|Year : 2012 | Volume
| Issue : 2 | Page : 119-124
Internal predictors of burnout in psychiatric nurses: An Indian study
Rudraprosad Chakraborty1, Arunima Chatterjee2, Suprakash Chaudhury3
1 Department of Psychiatry, Berhampore Mental Hospital, Berhampore, Murshidabad, West Bengal, India
2 Department of Psychiatry, Berhampore Sadar Hospital, Berhampore, Murshidabad, West Bengal, India
3 Pravaara Institute of Medical Sciences (Deemed University), Rural Medical College and Pravara Rural Hospital, Loni, Maharashtra, India
|Date of Web Publication||9-Oct-2013|
Department of Psychiatry, Pravaara Institute of Medical Sciences (Deemed University), Rural Medical College and Pravara Rural Hospital, Loni - 413 736, Dist. Ahmednagar, Maharashtra
Source of Support: None, Conflict of Interest: None
| Abstract|| |
Background: Research has not adequately focused on the issue of burnout in Psychiatric nurses, despite the fact that they suffer considerable stress in their work. Till date no study has been conducted on burnout among psychiatric nurses in India. Further, there is a particular lack of research in internal variables predicting burnout in them. Aims: To determine whether there are any internal psychological factors relevant to burnout in psychiatric nurses in India. Materials and Methods: We recruited 101 psychiatric nurses scoring less than two in General Health Questionnaire, version 12 (GHQ-12) from two psychiatric hospitals after obtaining informed consent. All subjects filled up a sociodemographic data sheet along with global adjustment scale, emotional maturity scale, PGI general well-being scale, locus of control scale, and Copenhagen burnout inventory (CBI). Correlations between burnout and sociodemographic/clinical variables were done by Pearson's r or Spearman's rho. Signi ficant variables were entered in a stepwise multiple linear regression analysis with total burnout score as dependent variable. Results: Age, duration of total period of nursing, prior military training, locus of control, sense of general well-being, adjustment capabilities, and emotional maturity had significant relation with burnout. Of them, emotional maturity was the most significant protective factors against burnout along with adjustment capabilities, sense of physical well-being, and military training in decreasing significance. Together they explained 41% variation in total burnout score which is significant at <0.001 level. An internal locus of control was inversely correlated with burnout, but failed to predict it in regression analysis. Conclusion: Emotional maturity, adjustability, sense of general physical well-being as well as prior military training significantly predicted lower burnout. Of them, emotional maturity was the most important predictor. Internal locus of control was also correlated with lower burnout.
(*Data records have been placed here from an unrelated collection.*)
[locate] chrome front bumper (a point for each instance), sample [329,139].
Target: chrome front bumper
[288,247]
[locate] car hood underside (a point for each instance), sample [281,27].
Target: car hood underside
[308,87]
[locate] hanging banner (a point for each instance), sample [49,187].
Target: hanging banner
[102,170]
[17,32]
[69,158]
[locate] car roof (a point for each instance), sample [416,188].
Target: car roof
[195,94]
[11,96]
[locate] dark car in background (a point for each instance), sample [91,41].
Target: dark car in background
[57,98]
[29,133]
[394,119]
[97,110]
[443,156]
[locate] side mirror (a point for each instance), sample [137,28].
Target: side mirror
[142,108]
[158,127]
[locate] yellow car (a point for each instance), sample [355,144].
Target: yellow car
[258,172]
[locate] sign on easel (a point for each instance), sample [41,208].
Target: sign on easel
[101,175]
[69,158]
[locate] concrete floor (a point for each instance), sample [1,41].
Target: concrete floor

Keywords: Adjustability, burnout, emotional maturity, psychiatric nurses, well-being
|How to cite this article:|
Chakraborty R, Chatterjee A, Chaudhury S. Internal predictors of burnout in psychiatric nurses: An Indian study. Ind Psychiatry J 2012;21:119-24
Freudenberger  first used the term burnout to describe the feeling of failure and exhaustion that can be observed in social workers that worked in institutions, and it was the result of immoderate requirements of energy, effort, and qualifications. Burnout is a state of physical, mental, and emotional exhaustion that often results from a combination of very high expectation and persistent situational stress. It describes a state of depletion of a person's resources, particularly energy due to excessive demands made on him as a result of which the individual becomes apathetic and impassive towards his work and other aspects of his life. It has dysfunctional repercussions on the individual and adverse effects on the organization. It may reflect in a continued dissatisfaction with the situation, ranging from mild boredom to severe depression, irritation, exhaustion, and physical ailment. The experience of too much pressure and very few sources of satisfaction can develop into a feeling of exhaustion leading to burnout. 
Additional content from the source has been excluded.